Australia’s tiny symbol of hope: How Charlie the pug survived catastrophic bushfires which left half his body burned
Wrapped in a bandage after suffering 50 per cent burns to his body, it is not surprising Charlie the five-year-old pug looks somewhat doleful.
But the adorable dog has become the latest symbol of hope from the devastation wreaked by the Australian bushfires after miraculously surviving the inferno.
When he was rescued by police close to his owners’ devastated home in Dunalley, south west Tasmania, at first no-one expected him to pull through.
The house had been reduced to cinders and ashes and the pair’s other pets, a cat and another dog, perished in the inferno which destroyed 125 homes - 65 per cent of the town’s residential properties.

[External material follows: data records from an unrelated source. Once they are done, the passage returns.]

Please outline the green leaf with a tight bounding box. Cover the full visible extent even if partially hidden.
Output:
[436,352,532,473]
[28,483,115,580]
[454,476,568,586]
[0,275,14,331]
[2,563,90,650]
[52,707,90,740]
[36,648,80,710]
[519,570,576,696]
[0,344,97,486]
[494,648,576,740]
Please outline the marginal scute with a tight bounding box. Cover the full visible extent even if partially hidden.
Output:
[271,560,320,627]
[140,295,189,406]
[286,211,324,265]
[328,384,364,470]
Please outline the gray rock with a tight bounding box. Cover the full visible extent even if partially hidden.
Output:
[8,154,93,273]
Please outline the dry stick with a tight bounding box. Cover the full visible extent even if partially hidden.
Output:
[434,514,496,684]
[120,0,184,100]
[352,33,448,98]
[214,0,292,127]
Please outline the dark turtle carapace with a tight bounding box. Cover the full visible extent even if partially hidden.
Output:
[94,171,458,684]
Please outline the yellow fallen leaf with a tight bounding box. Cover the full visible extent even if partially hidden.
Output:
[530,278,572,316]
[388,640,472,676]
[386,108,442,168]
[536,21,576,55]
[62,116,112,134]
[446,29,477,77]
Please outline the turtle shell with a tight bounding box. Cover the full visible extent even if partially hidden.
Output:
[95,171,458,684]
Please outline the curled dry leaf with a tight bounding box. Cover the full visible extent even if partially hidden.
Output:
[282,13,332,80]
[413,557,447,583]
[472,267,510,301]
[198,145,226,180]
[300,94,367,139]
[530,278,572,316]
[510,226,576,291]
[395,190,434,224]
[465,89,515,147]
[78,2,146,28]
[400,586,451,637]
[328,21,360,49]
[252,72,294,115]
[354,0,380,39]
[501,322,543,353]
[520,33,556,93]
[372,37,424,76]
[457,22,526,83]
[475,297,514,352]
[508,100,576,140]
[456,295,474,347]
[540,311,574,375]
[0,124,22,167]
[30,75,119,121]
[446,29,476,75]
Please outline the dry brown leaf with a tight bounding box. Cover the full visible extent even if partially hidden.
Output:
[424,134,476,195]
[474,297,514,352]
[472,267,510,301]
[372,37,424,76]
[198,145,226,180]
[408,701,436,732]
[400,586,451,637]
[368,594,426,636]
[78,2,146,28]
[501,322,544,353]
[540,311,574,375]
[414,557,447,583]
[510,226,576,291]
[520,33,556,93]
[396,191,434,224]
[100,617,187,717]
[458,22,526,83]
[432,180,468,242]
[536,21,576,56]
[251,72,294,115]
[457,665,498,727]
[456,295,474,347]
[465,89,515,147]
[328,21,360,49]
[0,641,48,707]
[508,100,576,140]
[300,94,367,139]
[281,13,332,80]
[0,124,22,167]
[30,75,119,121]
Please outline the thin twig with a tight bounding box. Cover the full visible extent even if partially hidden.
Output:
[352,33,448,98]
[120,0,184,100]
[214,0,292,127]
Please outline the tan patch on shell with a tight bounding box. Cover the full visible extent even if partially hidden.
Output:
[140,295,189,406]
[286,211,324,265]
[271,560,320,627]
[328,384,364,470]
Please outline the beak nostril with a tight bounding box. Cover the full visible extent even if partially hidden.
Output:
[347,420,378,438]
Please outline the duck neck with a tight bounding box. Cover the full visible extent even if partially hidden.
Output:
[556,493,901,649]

Charlie was rushed to the Tasmanian Animal Hospital where veterinary surgeons performed several hours of surgery to remove large patches of burnt skin.
He will now have to stay at the hospital for up to two months and, against all odds, the surgeon who treated him says he is ‘positive’ about his chances of making a full recovery.
A spokesman for the animal hospital said: ‘His owners came here looking for any of their pets and when they realised Charlie had survived they burst into tears.
'Obviously they are devastated they lost their other animals, never mind their home, but they've been coming in twice a day, every morning and afternoon, from the refuge centre where they are staying to check he is all right.
'He's a battler, a survivor. We're all so happy he is still alive. We didn't think he'd pull through but he has.'
Dr Gareth Stephenson who operated on Charlie, removing his burnt fur and skin, said: ‘He’s certainly sore at the moment but he’s a beautiful dog, he’s got some character.
'It's pretty incredible he has survived what must have been a terrifying ordeal.
'A police convoy brought him in on Tuesday night and he was in a pretty bad way.
'We had to remove three big areas of skin, each around ten to 15 centimetres in diameter, that were the most affected.
'We then took skin from adjacent areas and grafted it onto the burnt patches.
'It does leave a big hole so we have had to cover up the wounds.
'There is a massive risk of infection so he's taking a lot of antibiotics.
'He'll need his dressings changed every day and I'm very positive about his chances of recovery.'
More than 20,000 hectares of land and 120 homes were destroyed in the fires.